Educational Choice Means Ditching The Department Of Education’s Burdensome Regulations

Editors Note: The 10th amendment says “Powers not delegated to the United States (Federal Government ) by the Constitution, nor prohibited by it to the States, are reserved to the States respectively, or to the people.”

The States should make their own rules for education, and the Federal Government should get out of the Education business. That starts with dissolving the Department of Education.  The States alone have the authority to address education in their State with programs and goals each State determines in the best interest of their people.

Restoring Educational Choice Means Ditching The Department Of Education’s Burdensome Regulations


BY ROBERT HOLLAND December 2016
Obama Visits Powell Elementary School
Getty – Ron Sachs
 IJR Opinion is an opinion platform and any opinions or information put forth by contributors are exclusive to them and do not represent the views of IJR.

For the Feds in the U.S. Education Department, ‘flexibility’ means there’s nothing left to lose.

Flexibility is a quality Olympic gymnasts possess. When federal bureaucrats claim they are being flexible in administering massive programs of aid to elementary and secondary education, spectators would be wise to hold their chants of “USA! USA! USA!”

In the November 28 release of its final regulations for the Every Student Succeeds Act (ESSA) – the successor to the late, unlamented No Child Left Behind – the U.S. Education Department (USED) repeatedly touts the “flexibility” that these new rules give states in setting education standards and testing students. Student assessment being the key to the whole system, USED boasts of “clarifying new flexibilities” for states and localities as they assess their kids’ cognitive and affective domains.

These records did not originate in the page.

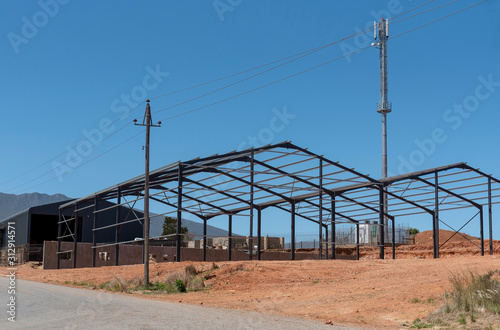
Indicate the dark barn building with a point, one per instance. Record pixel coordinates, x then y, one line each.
40 223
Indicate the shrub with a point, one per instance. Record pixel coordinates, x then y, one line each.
180 286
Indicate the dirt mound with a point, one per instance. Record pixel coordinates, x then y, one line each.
425 237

In fairness, when Congress passed ESSA and President Barack Obama signed it into law in December 2015, high-ranking politicos of both parties spouted the same line: states would have flexibility galore. For the past 11 months, Obama’s final-year education secretary, former New York State education commissioner and ardent Common Core fan John B. King Jr., has led his bureaucratic battalions in drafting and fine-tuning the requirements.

Granted, the law itself is rigid in continuing the NCLB mandate for testing all students every year in reading and math in grades 3–8 and once in high school. However, any slack cut by USED bureaucrats carries so many conditions as to constitute “flexibility” of the most rigid sort. To paraphrase a famous Kris Kristofferson-authored song (“Me and Bobby McGee”), flexibility is just another word for nothing left to lose.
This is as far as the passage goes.